When: Saturday, February 13, 2010, 2pm

While contemplating this project, I decided that in keeping with the spirit of “observing” shoppers, aka spying on them, I thought that it would only make sense if on the walk there I wore these spy glasses that I so joyously received for Christmas.  Just thought I’d set the scene there.

I started at Hyperion, admittedly because I was cold, but also because what better place to observe people where it’s normal to sit around?  Hyperion Espresso is one of the two major coffee establishments in downtown Fredericksburg, the other is The Griffin.  The Griffin, however, sells books to complement the caffeine.  Hyperion is the typical American coffee shop.  The only major flaw I see with Hyperion is the way that the store is set up.  The store has a major floor section, then on their second floor is more seating.  To go with this second section the establishment also has a second counter.  However, I have never seen this counter used, and I suspect that it hasn’t seen use in quite a while.  My guess is that the counter wasn’t as profitable as the owners foresaw, and now it would cost too much money to take it down.
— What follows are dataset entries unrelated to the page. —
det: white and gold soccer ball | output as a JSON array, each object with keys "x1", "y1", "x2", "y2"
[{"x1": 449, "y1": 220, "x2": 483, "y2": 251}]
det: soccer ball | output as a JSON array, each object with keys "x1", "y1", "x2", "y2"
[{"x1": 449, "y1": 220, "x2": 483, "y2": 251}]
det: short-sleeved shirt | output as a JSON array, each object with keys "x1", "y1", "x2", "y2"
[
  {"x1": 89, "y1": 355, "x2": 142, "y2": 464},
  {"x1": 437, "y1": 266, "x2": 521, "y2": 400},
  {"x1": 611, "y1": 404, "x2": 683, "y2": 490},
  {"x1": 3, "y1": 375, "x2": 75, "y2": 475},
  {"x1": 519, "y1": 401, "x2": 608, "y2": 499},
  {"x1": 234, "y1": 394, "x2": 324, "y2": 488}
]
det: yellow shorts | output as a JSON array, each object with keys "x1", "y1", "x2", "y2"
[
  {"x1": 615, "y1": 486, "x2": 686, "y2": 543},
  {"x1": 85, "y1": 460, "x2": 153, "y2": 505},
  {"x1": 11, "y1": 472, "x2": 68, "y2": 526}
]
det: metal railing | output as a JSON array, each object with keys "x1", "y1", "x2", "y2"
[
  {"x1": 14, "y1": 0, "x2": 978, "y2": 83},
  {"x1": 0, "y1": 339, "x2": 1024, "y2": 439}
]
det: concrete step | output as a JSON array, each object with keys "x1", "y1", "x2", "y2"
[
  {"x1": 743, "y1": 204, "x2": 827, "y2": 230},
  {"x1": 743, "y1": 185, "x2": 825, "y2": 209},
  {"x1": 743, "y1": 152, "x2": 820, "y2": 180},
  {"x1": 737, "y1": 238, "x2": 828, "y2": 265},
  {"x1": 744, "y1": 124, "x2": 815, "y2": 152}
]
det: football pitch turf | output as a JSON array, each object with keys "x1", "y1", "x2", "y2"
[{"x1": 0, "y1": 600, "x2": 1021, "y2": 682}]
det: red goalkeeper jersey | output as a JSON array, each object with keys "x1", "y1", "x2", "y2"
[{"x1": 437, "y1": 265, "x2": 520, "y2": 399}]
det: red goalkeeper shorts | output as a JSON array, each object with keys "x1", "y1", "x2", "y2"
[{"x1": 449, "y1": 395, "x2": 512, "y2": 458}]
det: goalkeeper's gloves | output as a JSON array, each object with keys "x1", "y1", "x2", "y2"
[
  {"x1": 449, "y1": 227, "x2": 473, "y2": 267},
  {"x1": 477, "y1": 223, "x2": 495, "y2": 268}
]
So, there is stands.  It also takes up an enormous amount of space, thus prompting the employees to occasionally announce that any long-lasting patrons should consider giving up their seats to new-comers.  This happened once yesterday, but most of the traffic in the store was families, and lots of babies.  My favorite kid was a young girl with a man (presumably her father) who just came in to use the bathroom.  While she used the bathroom he stood outside the door “to stand guard” and while he went she sat in a chair and “the nice man [at the next table] would make sure nothing happened to her.” I thought about this for a minute and I considered how I remember as a kid being taught that if anything bad ever happened to me on the street that I should find a nice looking lady to tell her what happened.  Kids are taught to trust women and this is enforced by women occupying most of their caregiving (stay at home moms, female teachers, teenage girls as babysitters).  But, this man, instead of suggesting that the woman sitting across from me (who indeed looked feminine) would watch her, it was instead the normal looking man.  Upon thinking of this later, the father might have suggested a man since he himself was a man.
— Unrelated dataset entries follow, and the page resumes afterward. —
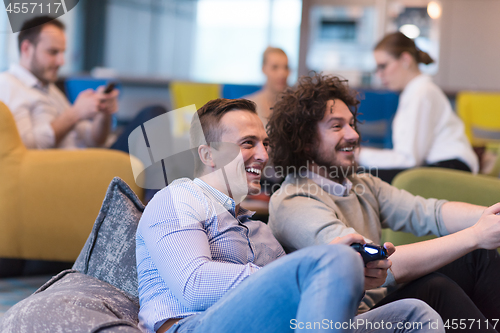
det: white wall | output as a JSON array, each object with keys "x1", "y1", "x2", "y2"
[{"x1": 435, "y1": 0, "x2": 500, "y2": 91}]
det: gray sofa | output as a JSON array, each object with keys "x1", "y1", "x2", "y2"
[{"x1": 0, "y1": 178, "x2": 144, "y2": 333}]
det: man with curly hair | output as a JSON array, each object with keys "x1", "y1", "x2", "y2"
[
  {"x1": 136, "y1": 99, "x2": 444, "y2": 333},
  {"x1": 268, "y1": 74, "x2": 500, "y2": 332}
]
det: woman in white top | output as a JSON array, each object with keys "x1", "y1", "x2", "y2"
[{"x1": 359, "y1": 32, "x2": 479, "y2": 182}]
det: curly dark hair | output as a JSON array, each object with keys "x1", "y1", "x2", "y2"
[{"x1": 267, "y1": 73, "x2": 359, "y2": 173}]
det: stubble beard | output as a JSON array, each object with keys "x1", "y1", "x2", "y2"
[{"x1": 313, "y1": 148, "x2": 358, "y2": 182}]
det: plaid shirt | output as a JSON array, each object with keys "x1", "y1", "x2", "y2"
[{"x1": 136, "y1": 178, "x2": 285, "y2": 333}]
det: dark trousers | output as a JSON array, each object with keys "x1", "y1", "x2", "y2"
[
  {"x1": 370, "y1": 159, "x2": 471, "y2": 184},
  {"x1": 375, "y1": 250, "x2": 500, "y2": 332}
]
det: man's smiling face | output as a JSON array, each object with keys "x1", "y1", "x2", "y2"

My guess for the large amount of children in Hyperion was because the snow was finally melting and the kids and adults were experiencing extreme cabin fever.  I could tell that many of the adults wanted desperately to stay and sit a while, but resolved to the fact that the presence of their children would probably inhibit their chances of doing so.

I enjoyed watching the parents order for their kids because I kept seeing the same conversation on a loop:

Caregiver: What would you like?

Kid: I don’t know.

Caregiver: How about hot chocolate?

Kid: Yes please!

Every guardian gave the kid the option of what they wanted, but then always suggested the winner – hot chocolate.   Why not simply suggest this in the first place?

Hyperion is not an especially kid-friendly place, as evidenced by the hard seating, limited spacing, and high counter.  As a result, families did not stay long.  When kids started crying or getting upset, the parents would give an apologetic smile to the studying students as if to say You’ll understand someday, and they’d leave to stop further embarrassment.

But, don’t worry parents, I don’t mind. I’d be cranky if I was a five-year-old in a coffee shop, too.